Download Data

Store your data in a google drive folder and then mount drive to connect to your google drive

from google.colab import drive
drive.mount('/content/drive')
Drive already mounted at /content/drive; to attempt to forcibly remount, call drive.mount("/content/drive", force_remount=True).

Import relevant libraries

import pandas as pd
import numpy as np
from pathlib import Path

Copy Path of the folder where you store your data

path = Path('/content/drive/MyDrive/Kaggle/data/homesite-quote')
path.mkdir(parents=True, exist_ok=True)
path
PosixPath('/content/drive/MyDrive/Kaggle/data/homesite-quote')

Import data and store it as a dataframe

df = pd.read_csv(path/'train_df.csv', low_memory=False)
test_df=pd.read_csv(path/'test.csv', low_memory=False)

EDA

There are 4 EDA libraries that we are exploring today. Each has its own advantages and disadvantages.This page references https://towardsdatascience.com/4-libraries-that-can-perform-eda-in-one-line-of-python-code-b13938a06ae

Pandas Profiling

Please refer to https://github.com/pandas-profiling/pandas-profiling for the full instruction and examples

Run the below code to install Data Profiling straight from Github

! pip install https://github.com/pandas-profiling/pandas-profiling/archive/master.zip

Import the library

from pandas_profiling import ProfileReport

Creating the a report. For this report, I set minimal=True to disable expensive computation to save runtime. This mode only gives you basic analysis with no correlation matrix (Because we have more than 300 columns, the correlation matrix is too big to be displayed). I tried running this on Full mode and it took forever to load.

profile=ProfileReport(df, title="Homesite Quote Conversion",minimal=True)

Run this code in Google Colab to show the report

%%time
profile.to_notebook_iframe()
CPU times: user 2min 38s, sys: 1min 2s, total: 3min 41s
Wall time: 2min 32s

Save an output file. This will create a html page in your Google Colab temporary folder. Download or move to it Google Drive if you want to save it

profile.to_file(output_file="Homesite_Quote_EDA_Data_Profilling.html")

A sidenote for people are working on the dataset. Looking at the descriptive analysis, it seems like a lot of columns have data with values from 1 - 25. These fields might have been encoded and transformed from categorical fields.
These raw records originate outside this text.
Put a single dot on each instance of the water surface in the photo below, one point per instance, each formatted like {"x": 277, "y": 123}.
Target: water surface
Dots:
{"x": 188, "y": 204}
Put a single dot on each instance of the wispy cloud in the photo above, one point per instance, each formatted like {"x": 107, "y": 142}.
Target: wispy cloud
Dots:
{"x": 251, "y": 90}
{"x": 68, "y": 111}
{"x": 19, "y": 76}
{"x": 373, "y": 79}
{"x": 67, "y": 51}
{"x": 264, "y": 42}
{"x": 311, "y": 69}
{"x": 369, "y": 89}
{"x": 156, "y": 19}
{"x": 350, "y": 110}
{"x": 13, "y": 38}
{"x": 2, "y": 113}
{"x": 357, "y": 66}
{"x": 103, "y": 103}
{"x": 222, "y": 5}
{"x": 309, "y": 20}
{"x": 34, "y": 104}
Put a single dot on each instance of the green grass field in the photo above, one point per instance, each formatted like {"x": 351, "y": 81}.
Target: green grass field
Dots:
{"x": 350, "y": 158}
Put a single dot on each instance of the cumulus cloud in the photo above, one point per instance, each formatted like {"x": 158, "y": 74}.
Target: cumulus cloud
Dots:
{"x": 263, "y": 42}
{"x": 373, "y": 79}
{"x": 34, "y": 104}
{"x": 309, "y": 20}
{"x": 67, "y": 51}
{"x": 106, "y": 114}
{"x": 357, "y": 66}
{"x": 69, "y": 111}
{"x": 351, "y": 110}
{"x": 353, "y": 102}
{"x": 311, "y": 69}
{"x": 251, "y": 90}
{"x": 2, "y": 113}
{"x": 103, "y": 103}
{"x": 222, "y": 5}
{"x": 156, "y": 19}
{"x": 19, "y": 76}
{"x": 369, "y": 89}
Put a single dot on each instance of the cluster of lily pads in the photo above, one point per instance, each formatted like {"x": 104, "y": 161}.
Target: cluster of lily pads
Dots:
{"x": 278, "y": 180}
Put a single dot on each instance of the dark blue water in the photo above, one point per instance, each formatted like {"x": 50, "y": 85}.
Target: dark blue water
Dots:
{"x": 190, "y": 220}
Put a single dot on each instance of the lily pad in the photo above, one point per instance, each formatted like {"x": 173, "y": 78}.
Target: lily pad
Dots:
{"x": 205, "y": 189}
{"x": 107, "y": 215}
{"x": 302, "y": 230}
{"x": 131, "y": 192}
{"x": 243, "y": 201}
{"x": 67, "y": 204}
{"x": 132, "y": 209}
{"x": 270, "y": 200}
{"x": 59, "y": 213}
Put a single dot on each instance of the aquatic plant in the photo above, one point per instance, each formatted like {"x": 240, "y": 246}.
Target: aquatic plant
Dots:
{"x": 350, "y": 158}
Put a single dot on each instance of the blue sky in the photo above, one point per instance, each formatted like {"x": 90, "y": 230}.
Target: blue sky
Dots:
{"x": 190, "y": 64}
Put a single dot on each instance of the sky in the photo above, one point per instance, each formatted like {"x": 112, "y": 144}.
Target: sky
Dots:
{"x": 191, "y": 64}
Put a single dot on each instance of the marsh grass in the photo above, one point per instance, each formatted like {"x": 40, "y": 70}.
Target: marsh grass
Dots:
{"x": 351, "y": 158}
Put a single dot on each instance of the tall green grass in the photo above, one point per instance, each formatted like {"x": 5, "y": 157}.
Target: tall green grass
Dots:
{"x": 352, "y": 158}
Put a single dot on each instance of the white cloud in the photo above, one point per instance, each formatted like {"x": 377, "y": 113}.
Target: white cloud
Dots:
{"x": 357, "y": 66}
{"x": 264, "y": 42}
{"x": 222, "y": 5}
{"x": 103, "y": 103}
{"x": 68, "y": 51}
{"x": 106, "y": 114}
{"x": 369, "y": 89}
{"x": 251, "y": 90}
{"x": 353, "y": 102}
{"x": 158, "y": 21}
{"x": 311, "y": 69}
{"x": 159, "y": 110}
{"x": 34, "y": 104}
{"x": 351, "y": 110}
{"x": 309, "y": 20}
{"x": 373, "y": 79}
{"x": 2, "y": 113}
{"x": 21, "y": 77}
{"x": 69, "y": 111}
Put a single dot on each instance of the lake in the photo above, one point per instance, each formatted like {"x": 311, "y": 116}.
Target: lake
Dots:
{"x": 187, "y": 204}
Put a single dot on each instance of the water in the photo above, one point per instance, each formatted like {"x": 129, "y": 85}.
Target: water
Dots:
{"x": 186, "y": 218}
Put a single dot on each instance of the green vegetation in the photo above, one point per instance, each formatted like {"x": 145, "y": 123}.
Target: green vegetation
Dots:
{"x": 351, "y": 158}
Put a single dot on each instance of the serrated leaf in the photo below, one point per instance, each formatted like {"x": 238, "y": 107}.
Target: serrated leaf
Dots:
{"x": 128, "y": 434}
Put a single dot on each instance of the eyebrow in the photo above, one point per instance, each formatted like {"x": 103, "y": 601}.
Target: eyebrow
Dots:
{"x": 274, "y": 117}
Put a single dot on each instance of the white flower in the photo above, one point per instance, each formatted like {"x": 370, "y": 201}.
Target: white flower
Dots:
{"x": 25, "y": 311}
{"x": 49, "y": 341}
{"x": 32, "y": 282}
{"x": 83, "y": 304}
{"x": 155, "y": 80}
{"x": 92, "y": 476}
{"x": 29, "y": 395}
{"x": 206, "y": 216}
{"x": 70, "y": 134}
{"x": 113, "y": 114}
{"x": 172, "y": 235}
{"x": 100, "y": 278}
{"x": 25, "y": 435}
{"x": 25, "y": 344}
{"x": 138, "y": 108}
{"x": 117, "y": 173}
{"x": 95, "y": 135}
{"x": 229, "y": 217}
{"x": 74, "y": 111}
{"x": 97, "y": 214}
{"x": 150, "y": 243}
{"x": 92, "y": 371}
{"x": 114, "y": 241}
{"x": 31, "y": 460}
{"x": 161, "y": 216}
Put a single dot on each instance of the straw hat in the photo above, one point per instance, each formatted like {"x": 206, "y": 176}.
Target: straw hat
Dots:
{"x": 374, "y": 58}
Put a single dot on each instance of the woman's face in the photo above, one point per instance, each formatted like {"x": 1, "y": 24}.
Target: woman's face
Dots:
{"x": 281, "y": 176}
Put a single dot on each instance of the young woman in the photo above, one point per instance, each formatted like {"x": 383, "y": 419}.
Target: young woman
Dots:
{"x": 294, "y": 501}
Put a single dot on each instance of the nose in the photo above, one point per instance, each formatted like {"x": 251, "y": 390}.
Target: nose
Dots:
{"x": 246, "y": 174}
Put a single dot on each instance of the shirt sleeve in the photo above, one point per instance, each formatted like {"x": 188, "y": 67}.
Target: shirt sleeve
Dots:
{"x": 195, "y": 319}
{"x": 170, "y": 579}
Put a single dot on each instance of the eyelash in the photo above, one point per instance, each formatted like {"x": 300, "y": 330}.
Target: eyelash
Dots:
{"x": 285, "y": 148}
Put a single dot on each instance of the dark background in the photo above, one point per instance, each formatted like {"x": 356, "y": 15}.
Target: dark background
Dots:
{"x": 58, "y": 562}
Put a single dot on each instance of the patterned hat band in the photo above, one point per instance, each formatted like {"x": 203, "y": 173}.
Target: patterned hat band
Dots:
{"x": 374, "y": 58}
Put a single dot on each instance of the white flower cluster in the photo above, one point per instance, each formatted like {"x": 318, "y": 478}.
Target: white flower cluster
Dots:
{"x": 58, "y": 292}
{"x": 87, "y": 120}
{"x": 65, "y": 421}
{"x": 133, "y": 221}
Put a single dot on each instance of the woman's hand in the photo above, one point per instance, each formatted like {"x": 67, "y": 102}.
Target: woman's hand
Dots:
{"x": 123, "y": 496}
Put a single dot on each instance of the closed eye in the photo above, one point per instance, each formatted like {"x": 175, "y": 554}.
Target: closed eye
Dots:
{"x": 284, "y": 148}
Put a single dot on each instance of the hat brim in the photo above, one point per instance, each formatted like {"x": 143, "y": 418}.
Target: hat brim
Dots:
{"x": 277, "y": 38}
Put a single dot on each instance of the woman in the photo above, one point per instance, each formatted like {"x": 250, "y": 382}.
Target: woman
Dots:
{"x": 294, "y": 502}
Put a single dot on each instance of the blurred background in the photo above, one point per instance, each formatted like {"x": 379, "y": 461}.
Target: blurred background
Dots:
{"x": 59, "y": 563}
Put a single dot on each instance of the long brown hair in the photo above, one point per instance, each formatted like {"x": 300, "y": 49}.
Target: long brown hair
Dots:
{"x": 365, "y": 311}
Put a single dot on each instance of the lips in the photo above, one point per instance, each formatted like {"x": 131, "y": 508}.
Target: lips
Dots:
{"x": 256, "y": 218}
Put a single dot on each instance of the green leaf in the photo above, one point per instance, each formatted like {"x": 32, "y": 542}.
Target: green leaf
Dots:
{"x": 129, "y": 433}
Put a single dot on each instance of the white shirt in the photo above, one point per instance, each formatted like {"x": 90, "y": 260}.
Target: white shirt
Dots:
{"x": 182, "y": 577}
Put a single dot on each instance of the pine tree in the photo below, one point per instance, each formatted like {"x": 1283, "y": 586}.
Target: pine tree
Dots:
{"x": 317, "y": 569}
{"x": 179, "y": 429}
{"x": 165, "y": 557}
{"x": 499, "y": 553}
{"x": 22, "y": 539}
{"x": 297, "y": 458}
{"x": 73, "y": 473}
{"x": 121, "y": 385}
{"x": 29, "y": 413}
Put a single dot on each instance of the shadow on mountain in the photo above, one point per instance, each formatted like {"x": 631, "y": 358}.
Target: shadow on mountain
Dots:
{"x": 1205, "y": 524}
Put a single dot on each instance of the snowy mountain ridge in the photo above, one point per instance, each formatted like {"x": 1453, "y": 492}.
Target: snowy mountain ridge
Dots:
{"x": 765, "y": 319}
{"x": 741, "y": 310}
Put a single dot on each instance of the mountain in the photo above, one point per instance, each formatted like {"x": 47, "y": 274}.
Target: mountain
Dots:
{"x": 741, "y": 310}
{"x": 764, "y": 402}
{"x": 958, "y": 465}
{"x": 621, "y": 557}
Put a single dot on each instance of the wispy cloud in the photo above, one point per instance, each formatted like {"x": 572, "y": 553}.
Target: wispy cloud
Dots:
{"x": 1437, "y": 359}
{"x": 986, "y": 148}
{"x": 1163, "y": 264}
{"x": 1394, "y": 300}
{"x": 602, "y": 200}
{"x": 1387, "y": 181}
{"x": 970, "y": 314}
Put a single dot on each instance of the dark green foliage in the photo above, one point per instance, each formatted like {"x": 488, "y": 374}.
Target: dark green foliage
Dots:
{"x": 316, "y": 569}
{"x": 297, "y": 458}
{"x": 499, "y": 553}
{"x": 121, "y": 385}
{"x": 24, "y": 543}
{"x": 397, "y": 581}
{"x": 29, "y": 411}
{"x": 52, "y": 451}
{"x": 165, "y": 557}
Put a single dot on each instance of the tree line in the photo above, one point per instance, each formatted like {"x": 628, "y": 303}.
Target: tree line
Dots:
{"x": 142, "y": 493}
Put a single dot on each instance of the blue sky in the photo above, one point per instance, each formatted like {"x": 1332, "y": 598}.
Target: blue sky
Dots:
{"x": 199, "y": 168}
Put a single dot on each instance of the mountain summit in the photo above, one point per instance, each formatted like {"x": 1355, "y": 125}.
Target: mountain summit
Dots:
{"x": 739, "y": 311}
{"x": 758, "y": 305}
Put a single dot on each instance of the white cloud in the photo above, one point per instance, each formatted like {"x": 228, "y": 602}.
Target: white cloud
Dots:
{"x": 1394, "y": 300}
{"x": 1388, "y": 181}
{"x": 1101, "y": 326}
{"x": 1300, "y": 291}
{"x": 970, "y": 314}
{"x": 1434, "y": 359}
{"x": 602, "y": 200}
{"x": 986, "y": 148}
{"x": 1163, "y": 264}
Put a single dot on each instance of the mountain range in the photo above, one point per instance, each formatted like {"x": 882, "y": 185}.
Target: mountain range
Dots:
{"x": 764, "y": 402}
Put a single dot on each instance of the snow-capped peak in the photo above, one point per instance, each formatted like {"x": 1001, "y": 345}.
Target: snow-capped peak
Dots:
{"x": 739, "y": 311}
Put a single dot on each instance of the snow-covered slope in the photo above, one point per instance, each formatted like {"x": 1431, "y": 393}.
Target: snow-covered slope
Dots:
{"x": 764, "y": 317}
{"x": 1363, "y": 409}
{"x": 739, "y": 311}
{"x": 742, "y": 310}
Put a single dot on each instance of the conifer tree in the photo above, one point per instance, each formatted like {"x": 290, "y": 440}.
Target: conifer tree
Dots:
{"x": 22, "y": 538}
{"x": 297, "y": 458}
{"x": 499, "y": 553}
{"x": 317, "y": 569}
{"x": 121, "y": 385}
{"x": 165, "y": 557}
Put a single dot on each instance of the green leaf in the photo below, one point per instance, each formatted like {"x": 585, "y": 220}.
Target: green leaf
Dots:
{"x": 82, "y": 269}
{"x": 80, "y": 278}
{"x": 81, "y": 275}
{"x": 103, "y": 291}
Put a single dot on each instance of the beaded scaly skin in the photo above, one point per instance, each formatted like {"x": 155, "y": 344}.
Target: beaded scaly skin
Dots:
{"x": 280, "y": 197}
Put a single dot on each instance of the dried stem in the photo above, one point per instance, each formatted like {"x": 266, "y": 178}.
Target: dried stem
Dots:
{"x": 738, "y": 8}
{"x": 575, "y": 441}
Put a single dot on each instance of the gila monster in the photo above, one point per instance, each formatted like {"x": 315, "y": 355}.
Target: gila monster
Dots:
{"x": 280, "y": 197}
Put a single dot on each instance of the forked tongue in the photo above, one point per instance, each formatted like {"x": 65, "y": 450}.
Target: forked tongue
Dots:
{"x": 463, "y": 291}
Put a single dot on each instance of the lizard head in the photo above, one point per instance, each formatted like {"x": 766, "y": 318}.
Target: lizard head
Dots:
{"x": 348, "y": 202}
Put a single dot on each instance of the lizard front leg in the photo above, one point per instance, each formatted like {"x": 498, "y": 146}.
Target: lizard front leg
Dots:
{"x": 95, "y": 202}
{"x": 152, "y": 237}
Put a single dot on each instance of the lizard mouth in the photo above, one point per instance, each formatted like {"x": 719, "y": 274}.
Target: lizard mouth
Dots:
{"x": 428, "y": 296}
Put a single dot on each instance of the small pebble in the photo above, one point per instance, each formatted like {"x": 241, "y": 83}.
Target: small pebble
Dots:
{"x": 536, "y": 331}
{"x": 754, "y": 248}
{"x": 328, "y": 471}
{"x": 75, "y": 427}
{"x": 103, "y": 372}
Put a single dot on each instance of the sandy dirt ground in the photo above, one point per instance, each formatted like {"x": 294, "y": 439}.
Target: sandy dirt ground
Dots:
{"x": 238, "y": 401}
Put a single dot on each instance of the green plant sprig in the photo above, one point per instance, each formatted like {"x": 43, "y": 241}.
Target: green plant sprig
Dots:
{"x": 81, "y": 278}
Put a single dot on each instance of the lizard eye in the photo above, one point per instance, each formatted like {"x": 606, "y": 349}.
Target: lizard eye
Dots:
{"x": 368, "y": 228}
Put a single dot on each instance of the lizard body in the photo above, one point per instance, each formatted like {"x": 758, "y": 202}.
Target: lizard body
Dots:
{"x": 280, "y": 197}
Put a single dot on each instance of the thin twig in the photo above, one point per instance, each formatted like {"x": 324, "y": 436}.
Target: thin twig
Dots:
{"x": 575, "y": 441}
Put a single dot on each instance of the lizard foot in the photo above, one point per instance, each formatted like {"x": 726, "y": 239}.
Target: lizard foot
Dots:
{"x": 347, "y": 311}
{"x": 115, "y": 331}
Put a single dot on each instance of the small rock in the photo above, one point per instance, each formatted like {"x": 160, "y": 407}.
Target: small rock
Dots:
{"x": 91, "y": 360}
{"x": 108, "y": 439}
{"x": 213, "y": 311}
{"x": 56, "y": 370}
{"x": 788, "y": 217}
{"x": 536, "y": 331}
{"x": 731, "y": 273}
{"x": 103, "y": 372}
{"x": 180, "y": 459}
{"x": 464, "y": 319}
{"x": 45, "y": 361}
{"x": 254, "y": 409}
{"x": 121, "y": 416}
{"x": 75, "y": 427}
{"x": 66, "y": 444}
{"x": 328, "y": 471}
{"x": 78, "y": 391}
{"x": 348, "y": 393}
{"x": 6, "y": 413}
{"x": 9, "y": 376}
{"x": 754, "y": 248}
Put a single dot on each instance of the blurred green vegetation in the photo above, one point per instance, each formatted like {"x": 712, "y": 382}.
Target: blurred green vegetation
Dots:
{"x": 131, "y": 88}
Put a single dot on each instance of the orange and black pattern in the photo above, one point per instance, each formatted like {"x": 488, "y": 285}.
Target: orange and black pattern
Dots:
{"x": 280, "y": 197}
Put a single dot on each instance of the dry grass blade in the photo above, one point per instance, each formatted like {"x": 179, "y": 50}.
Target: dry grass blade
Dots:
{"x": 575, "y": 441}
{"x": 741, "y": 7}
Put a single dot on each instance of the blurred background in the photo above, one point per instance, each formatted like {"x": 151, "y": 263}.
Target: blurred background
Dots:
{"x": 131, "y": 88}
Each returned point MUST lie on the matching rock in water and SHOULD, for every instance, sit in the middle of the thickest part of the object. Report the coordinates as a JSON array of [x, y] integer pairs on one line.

But we don't know whether these codes are ordered according to their level of or not.

picture

We can also view the Warnings tab to view the issues that each column might experience

picture

DTale

D-Tale is the combination of a Flask back-end and a React front-end to bring you an easy way to view & analyze Pandas data structures. Please refer to https://pypi.org/project/dtale/ for full instruction and examples

Import the library to Google Colab

!pip install -U dtale

Set up server for the app. You can use either USE_NGROK or USE_COLAB

import dtale
import dtale.app as dtale_app

#dtale_app.USE_NGROK=True

dtale_app.USE_COLAB = True
/usr/local/lib/python3.7/dist-packages/distributed/config.py:20: YAMLLoadWarning: calling yaml.load() without Loader=... is deprecated, as the default Loader is unsafe. Please read https://msg.pyyaml.org/load for full details.
  defaults = yaml.load(f)

Show the report

%%time
dtale.show(df)
https://vq30jy6l36k-496ff2e9c6d22116-40000-colab.googleusercontent.com/dtale/main/1
CPU times: user 10.5 s, sys: 1.6 s, total: 12.1 s
Wall time: 12.7 s

Dtale is very interactive app and contains rich information and a lot of different graphs.

picture

picture

This is also the only report that can generate correlation matrix in a very short period of time - 12.6s. The layout is also flexible enough to show all the values of the correlation matric. We can see that fields with similar name (for example CoverageFields1,2,3 etc) have quite high pearson correlation score

picture

Sweetviz

Sweetviz is an open-source Python library that generates beautiful, high-density visualizations to kickstart EDA (Exploratory Data Analysis) with just two lines of code. Output is a fully self-contained HTML application. Please refer to https://pypi.org/project/sweetviz/ for the full instruction and examples. The additional feature of Sweetviz is it allows user to compare 2 datasets (for example: train set and test set)

Install the library

!pip install sweetviz

Reimport pandas, np and import sweetviz. The layout of the app might be affected if you don't reimport pandas and numpy

import pandas as pd
import numpy as np
import sweetviz as sv

Once we run the code, sweetviz also give us clear instruction of how to handle errors. The below 3 columns caused some issues so I just handle them before running the model

df['PropertyField29']=df['PropertyField29'].fillna(-1)
test_df['PropertyField29']=test_df['PropertyField29'].fillna(-1)
df['PersonalField84']=df['PersonalField84'].fillna(-1)
test_df['PersonalField84']=test_df['PersonalField84'].fillna(-1)
df['PropertyField37']=df['PropertyField37'].astype('bool')
test_df['PropertyField37']=test_df['PropertyField37'].astype('bool')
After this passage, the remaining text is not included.